ふと沸いた疑問であるが 流石にその質問をするのは憚れた彼であった。
師匠みたいに美人で胸は少し小さいがスタイルも良くそして腕も立つのに長い間独り身とはどんな心境なのだろう。無論性格も面倒見が良くて問題なく皆から慕われているように見えるのだが、、
あっ、、チラリと聞いた幼い頃から一人でこの森に棲んでいる、、それも何か気になるな、、
「・・うん どうした?私の顔を見て何か試案顔だが?」
「あっ いえ、、どうして素敵な師匠が一人で森に棲んでいるのかと、、」
「ぷっ、、お前は、、、この半年ではっきり言うようになったな。まぁ いつか機会があったら話す事もあるかな?今は一人が一番だと言う事だ。さて部屋に帰るぞ」
何となくはぐらかされた気がするがこれ以上は踏み込んではいけない事なんだろうな、、
「おい 早くしろ、置いて行くぞ?」
慌てて師匠の後を追いかけるタローがいた。
「えーと これが初めの店での金額でこちら側がギルドでの精算分です」
「ふーん こう見るとかなりの金額になったな、、、」
「いつも町に来るときはこんな感じなんですか?」
「いや、、薬草がメインだが こんなに採取しないな。森ではその気になれば稼げるが使う場所もないからな、、」
年に数回の町への訪問は最低限の必要品だけ揃えるだけらしい、また作業着代わりの服を年に何着か購入すれば良く、左程に金は使わないと言う。

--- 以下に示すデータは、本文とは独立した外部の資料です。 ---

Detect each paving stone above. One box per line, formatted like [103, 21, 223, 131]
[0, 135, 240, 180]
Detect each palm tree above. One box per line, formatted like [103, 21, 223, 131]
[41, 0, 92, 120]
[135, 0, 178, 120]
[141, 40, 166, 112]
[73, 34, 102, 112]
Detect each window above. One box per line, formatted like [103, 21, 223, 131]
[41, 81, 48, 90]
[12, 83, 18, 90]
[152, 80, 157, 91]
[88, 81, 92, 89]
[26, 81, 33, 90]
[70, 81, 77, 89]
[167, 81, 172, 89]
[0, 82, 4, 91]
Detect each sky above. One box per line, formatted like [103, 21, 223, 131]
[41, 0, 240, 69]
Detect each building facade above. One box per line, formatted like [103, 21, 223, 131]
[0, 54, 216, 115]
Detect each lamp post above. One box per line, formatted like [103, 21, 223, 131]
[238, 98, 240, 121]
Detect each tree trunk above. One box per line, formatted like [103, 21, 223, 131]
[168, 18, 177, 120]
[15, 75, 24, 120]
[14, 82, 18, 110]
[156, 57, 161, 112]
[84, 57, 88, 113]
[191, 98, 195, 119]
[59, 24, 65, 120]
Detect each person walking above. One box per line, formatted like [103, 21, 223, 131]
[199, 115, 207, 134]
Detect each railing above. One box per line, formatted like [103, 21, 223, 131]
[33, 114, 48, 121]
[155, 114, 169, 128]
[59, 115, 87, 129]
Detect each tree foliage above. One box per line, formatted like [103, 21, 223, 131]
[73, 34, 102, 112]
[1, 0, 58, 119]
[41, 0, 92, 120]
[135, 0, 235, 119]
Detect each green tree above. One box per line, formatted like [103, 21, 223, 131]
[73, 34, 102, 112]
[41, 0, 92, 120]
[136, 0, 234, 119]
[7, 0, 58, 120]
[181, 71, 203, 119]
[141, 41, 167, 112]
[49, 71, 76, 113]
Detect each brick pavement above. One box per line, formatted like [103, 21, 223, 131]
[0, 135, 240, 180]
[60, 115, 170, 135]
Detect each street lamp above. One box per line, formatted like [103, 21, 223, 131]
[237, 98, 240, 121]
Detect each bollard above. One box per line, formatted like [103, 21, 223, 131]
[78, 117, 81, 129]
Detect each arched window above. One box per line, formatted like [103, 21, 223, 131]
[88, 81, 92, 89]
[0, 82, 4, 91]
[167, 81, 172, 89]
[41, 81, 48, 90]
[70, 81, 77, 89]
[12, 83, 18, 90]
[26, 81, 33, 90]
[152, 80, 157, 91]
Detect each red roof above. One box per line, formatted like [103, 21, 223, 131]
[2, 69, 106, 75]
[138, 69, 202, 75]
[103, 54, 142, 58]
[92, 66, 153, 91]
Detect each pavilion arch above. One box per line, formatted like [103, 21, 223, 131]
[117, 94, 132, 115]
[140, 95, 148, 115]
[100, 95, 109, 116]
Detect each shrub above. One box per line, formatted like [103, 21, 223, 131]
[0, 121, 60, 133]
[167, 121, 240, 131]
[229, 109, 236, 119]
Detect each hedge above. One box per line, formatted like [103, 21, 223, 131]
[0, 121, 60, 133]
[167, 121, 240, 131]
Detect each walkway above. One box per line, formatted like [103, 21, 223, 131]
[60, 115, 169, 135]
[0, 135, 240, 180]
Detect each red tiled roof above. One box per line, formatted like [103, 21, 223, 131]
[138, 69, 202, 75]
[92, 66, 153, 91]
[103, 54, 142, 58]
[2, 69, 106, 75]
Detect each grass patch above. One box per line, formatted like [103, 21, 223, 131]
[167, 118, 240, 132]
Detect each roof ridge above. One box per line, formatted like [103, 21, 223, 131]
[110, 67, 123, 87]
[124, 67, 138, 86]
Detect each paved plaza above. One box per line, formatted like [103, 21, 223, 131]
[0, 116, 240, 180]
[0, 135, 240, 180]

「・・そんな 美人の師匠が勿体ない、もっと着飾って、、あれ?」
「馬鹿者 気づいたか?綺麗な服を買って誰に見せるのだ?魔物か?」
愉快そうに彼女は笑い転げる。
「うーん そうですね、、思い切って人族の町に住めばどうですか?失礼ですが今迄この調子ならかなり金額も貯まっているのでは?家でも買って都会生活を楽しむ手もありますよ?」
「ふむ 一時そう考えた事もあったな、都会とこの家との往復で住んでみようかと、、しかし少し面倒になってな、やはりこの地で150年近く住んでいると愛着もあるし都会は偶に行くから良いので長く住む場所ではないと、、あっ 年数の事は忘れるように いいな?!」
・・了解です ビック マム、、、
その後はこの金貨を巡って揉めに揉める、、
「本当にいいのですか?薬草代の金貨150枚で?!いや 納得されても困ります、私は残りの金貨355枚なんて恐ろしくて受け取れません!」
「しつこい男だな 正直あの家の中にはその数倍以上の金貨を隠してある。面倒で正確な管理もしていないがな、、今の生活水準なら後百年ぐらいは困らずに生きて行けるわ、、」
「そうは言ってもですよ こんな金額を受け取ったら間違いなく私は堕落の生活に移行する事が明らかです。恐ろしくて受け取れません!」・・・・
二人による堂々巡りの展開が暫くは続いていた。
「うーむ、、、よいか 良く聞け、お前の今後のスキル付与次第でもしかして冒険者から違う道へと進む可能性がある。その時に頼りになるのはその金額だ、例えば店を構える 女房を持つ等、、お前の今後に必要になるのは金であろう?その程度の金額で堕落の道?とは片腹痛いわ!しっかり稼いでしっかり備えよ 今後は幾らでも大金を動かす可能性もあるのだぞ、今の内から金に慣れておけ!」
・・言われてみれば前世の世界では金に追われる生活であった気がする、、はっきりとは覚えていないが毎日長時間勤務に耐えていたのも目先の金が欲しかったのが原因だったような、、、、
「・・・承知しました なれどこの金額の大半はあの家に隠させてください。私は感じるにどうも金に使われそうな気がします。最初からないと思えば我慢も出来ますが、手元に置いておくと行動がブレそうな気がしますので、、、」
「・・何とだらしない性格なんだ この先が少し不安になるぞ、、まぁ いい あの家に隠しておけ、何か必要になればまた取りに帰ってくればいいからな、、ふう 疲れたわい もう寝るぞ 明日買い物をして帰宅準備をしなければな」
長い論争もようやく落ち着くところに落ち着いたようだ、明日も一日店屋巡りをして帰宅の準備をせねばならない。